Character Select Menu? A little help for someone brand new to gdevelop

Hello! I am making my first ever game in gdevelop. I wanted to surprise some friends of mine by using some of their ocs from a comic we all happen to enjoy and making a platformer out of it! I’ve already made all the art, it’s just the implementation that’s tripping me up.

For the most part, I am simply replacing all of the preincluded art and music from the Not-A-Vania example game by silver-streak with my own illustrations, and building additional mazes for the player to explore. For the most part, this has been going very smoothly, along with other features I’ve toyed with. There are only a couple of issues that I can’t seem to figure out, but would probably be pretty obvious to someone more familiar with this software!

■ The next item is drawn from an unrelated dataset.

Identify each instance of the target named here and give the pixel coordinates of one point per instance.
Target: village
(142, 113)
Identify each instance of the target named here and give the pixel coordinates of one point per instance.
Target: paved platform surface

I wanted to make a character select screen so that before the game begins, the player can choose which character they’d like to send through the mazes. I’ve tried following some different tutorials, but to no avail. If someone wouldn’t mind looking at the bare Not-A-Vania example game and helping me sort out what changes to the events/code I need to make to make this possible? (Here: [Example] An Advanced Platformer Example - Not-A-Vania Redux)

My only other issue is adding more buttons to the home screen of the game to connect to some other scenes I’ve built. I’ve tried copying and pasting links and changing the destination, but I can’t figure out how to get the selection bar to hover over it (with the keypad controls) like the other links.

Otherwise, I pretty much have my own first ever game made! It’s just that I’m stuck on these two details.

here. this might help

I did watch this, but it didn’t seem to work with the template of the example game. I’ll give it one more try and then see if there’s any particular part that doesn’t work. Thank you though!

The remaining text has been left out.